Alors, de prêter nous-mêmes attention à ce qui se passe dans les blancs entre vos mots, par une série de renvois sans limites, ou « d’idylles spirituelles » (12, p.19), nous connivons avec votre attention qui fouille le silence et explore la fantaisie des blancs entre les choses : « toute cette aventure des feuillages, de la courbure des herbes » (140, p. 86) qui dénonce l’une ou l’autre illusion humaine. Comme si, d’être et de ne pas être l’attention aux choses écrites, nous flânions avec vous devant « le même infini infiniment poursuivi » (233 bis, p.145). Ce que deviendra votre livre avec mon temps, ce qu’il deviendra avec mes morts, je l’ignore. Mais, pour m’avoir fait passer par où se montre le lichen bleu des immortels, soyez sûr qu’il saura conserver « sa discrète question dans un peu de feu lointain, et sans relâche, [me] rappeler que l’énigme est la seule mémoire vivante » (227, p. 138).
Florent Dumontier
Christian Doumet, l’attention aux choses écrites, éditions Nouvelles Cécile Defaut, 2014, 214 p., 22€.
Extrait :
« Une tempête souffle et je ne peux pas rassembler mes idées » (Wittgenstein, Carnets de Cambridge et de Skjolden).
Le climat des idées. Les idées et leur climat. La manière directe et indiscernable dont le temps qu’il fait colore la pensée, la façonne, l’oriente (manière que le cinéma peut rendre si perceptible, par exemple dans Twelve angry men de Sidney Lumet).
Il règne, depuis trois semaines, un temps tiède et grisaille. Chape de soie. Poisse. Nuits jaunes. Matins fétides. Nul astre. Nul éclat. Nul scintillement. Cette atonie élémentaire serait sans importance si nous n’abordions juin, et si chacun ne songeait à ce gâchis de printemps, à cet été qui vient sans gloire, à ces journées qui bientôt raccourciront sans que nous ayons goûté l’exaltation de leur allongement.

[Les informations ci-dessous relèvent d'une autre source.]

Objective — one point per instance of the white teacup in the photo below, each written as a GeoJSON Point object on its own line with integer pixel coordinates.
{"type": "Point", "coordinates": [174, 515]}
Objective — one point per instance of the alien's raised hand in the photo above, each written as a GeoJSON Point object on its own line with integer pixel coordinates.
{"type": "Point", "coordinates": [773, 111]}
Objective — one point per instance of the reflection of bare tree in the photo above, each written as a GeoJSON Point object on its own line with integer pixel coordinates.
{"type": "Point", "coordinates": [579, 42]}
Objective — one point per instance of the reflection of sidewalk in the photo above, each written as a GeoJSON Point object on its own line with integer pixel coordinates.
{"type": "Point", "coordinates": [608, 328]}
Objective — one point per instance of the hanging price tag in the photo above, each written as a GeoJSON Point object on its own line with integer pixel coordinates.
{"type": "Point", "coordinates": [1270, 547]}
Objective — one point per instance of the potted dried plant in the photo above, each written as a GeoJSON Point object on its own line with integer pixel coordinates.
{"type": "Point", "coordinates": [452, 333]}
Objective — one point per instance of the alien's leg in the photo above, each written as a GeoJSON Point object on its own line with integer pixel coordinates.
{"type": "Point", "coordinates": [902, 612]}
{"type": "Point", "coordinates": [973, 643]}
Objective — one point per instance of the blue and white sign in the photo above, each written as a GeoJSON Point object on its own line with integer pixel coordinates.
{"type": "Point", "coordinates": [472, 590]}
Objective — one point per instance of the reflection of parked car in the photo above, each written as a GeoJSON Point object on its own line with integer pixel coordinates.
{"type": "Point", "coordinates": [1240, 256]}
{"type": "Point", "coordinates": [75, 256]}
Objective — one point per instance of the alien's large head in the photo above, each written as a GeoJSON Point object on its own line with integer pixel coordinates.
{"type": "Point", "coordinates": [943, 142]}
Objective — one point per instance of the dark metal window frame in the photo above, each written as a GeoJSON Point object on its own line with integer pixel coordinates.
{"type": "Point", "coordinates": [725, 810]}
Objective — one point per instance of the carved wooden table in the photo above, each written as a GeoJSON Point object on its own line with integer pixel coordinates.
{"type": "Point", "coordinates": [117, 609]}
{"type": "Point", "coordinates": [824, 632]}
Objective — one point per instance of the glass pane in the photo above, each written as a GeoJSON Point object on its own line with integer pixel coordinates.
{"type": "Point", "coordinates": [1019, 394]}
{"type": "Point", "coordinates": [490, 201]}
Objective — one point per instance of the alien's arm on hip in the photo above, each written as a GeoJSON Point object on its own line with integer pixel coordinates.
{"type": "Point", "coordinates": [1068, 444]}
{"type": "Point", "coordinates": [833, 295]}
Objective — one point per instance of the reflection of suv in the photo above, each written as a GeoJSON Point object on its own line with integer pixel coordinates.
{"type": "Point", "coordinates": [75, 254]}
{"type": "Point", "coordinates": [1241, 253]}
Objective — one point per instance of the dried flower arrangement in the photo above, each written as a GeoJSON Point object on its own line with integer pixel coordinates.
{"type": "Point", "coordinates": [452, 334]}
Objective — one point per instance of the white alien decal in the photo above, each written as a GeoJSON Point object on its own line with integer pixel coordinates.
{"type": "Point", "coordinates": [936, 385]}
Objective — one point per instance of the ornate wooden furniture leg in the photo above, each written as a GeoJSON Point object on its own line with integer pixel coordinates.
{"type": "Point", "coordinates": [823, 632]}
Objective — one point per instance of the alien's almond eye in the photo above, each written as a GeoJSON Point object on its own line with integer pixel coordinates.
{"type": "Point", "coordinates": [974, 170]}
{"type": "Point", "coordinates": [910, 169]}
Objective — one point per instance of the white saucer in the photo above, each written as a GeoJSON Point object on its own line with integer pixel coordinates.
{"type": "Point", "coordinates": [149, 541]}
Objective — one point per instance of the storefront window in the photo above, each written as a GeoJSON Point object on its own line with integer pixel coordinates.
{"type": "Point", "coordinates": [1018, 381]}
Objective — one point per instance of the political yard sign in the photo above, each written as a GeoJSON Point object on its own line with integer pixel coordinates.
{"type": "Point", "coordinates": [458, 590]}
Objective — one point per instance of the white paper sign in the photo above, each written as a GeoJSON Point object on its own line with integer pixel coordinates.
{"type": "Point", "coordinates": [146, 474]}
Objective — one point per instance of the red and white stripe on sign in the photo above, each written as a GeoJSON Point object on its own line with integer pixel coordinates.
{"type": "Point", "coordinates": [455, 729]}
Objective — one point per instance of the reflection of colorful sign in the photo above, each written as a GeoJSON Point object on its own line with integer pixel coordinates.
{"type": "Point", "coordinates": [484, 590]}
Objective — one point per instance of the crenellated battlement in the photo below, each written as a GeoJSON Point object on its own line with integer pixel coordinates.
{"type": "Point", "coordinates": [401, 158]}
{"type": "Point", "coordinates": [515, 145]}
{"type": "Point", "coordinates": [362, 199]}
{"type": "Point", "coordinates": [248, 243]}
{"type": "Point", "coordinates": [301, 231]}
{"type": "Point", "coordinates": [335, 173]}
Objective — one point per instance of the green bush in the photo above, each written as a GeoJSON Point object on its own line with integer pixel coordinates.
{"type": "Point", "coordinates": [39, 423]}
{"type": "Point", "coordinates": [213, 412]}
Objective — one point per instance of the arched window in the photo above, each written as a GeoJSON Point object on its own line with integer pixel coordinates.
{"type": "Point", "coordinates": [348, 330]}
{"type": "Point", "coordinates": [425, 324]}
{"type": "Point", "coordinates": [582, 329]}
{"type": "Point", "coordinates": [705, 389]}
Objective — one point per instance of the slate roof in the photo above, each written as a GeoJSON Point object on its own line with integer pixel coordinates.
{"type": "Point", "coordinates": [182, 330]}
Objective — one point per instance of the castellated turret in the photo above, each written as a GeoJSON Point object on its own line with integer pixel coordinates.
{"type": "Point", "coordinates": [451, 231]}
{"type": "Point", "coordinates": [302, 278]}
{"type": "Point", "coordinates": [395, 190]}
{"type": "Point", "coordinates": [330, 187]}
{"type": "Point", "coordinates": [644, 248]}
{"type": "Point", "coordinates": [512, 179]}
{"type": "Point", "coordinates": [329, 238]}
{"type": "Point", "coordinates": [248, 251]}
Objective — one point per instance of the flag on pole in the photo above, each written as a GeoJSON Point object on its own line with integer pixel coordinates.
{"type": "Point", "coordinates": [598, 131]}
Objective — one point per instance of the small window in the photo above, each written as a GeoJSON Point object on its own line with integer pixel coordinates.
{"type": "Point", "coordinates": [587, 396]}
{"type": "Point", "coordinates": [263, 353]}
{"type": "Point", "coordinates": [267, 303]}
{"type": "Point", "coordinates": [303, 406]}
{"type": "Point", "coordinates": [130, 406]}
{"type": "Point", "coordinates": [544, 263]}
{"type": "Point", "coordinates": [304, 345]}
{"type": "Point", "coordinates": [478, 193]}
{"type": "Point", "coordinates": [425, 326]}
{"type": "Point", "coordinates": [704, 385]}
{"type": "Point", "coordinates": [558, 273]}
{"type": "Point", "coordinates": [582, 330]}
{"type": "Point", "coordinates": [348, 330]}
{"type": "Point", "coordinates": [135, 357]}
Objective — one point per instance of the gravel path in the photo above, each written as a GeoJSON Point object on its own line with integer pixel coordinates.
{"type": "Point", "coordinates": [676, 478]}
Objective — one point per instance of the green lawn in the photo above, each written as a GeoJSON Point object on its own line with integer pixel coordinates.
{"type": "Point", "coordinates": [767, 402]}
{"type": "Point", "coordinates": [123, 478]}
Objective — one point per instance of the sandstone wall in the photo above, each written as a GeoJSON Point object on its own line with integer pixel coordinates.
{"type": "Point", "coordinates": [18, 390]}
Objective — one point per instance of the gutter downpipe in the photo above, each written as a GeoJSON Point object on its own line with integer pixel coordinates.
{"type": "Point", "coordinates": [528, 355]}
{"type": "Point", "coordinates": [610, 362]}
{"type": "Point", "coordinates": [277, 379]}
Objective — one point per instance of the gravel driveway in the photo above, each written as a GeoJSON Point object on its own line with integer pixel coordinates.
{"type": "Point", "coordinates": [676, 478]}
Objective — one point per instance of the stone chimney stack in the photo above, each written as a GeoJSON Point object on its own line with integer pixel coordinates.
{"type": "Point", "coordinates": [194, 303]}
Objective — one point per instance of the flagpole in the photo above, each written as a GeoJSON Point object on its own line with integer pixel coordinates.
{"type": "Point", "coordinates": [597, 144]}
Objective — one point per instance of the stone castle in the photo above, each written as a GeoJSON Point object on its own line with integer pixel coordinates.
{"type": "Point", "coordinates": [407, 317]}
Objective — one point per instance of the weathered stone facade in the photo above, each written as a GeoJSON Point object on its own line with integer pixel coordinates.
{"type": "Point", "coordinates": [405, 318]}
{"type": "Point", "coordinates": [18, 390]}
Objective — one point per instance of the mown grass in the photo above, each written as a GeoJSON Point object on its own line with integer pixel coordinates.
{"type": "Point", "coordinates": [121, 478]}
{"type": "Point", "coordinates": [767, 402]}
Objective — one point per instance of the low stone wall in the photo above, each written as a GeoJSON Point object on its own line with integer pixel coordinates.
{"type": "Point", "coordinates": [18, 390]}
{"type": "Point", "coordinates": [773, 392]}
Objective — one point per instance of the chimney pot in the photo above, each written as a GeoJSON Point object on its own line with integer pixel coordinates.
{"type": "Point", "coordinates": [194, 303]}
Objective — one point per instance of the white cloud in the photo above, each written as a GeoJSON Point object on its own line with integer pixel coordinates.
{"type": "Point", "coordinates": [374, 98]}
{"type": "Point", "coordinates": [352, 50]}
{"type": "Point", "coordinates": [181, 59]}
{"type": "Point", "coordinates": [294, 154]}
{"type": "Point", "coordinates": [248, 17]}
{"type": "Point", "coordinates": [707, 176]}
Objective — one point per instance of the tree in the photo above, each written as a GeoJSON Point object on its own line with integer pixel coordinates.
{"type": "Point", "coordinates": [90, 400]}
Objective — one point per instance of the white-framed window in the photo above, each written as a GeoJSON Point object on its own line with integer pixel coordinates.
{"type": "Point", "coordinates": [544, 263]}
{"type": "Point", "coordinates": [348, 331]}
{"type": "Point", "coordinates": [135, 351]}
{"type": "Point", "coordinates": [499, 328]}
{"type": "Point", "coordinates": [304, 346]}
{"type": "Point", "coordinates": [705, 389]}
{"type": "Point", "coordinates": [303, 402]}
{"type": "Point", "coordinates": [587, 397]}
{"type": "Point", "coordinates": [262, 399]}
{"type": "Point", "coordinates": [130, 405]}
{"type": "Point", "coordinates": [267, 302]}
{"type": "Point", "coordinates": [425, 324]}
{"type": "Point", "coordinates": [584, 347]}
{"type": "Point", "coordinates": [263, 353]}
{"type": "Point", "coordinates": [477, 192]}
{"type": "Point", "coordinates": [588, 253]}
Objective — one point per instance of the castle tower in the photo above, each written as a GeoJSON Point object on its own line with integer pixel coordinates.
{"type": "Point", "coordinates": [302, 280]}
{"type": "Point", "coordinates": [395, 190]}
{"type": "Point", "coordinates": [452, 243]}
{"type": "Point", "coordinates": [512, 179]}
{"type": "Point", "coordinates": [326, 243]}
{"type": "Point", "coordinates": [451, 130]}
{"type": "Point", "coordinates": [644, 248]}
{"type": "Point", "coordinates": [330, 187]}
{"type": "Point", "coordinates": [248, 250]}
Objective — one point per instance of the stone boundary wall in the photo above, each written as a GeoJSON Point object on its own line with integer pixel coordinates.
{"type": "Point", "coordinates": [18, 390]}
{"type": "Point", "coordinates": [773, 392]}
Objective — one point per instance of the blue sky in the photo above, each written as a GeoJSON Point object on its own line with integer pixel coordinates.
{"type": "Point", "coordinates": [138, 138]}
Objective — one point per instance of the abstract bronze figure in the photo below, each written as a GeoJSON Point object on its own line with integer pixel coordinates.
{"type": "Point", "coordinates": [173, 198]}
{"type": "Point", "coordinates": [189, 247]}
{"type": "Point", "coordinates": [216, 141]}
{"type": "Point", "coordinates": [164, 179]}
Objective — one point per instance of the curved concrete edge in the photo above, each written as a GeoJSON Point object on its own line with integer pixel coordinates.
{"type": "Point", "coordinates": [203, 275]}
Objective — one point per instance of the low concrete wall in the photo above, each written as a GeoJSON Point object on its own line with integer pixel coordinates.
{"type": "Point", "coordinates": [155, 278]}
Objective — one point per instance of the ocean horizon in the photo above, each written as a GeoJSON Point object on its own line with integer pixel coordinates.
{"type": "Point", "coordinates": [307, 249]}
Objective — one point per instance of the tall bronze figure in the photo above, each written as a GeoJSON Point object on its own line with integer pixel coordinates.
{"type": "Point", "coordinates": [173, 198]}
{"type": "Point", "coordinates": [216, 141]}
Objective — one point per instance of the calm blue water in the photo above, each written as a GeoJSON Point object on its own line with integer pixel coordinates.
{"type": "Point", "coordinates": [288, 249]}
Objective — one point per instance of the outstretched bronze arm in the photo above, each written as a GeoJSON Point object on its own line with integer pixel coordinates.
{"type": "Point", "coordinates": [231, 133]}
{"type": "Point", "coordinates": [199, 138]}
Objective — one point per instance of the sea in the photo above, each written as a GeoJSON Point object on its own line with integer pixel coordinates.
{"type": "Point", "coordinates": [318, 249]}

Le temps qu’il fait entre, dans nos idées, en tension avec le temps qui passe. Les Révolutionnaires avaient compris ce lien, associant les cycles de la durée à ceux du climat : ventôse, floréal, frimaire disaient le passage de l’année et la couleur de la pensée. Mais peu importent les dénominations. Nous possédons en nous le calendrier secret de ces correspondances comme une table des éléments. Toute anomalie, tout dérèglement y font naître l’angoisse de l’irréparable ou le sentiment d’un bienfait inestimable. Et comme aucun moment ne répond exactement à l’image de son devoir-être climatique, notre humeur navigue constamment entre l’un et l’autre. C’est ainsi que le ciel nous traverse, et repeint nos idées ; les repeignant, il les affecte.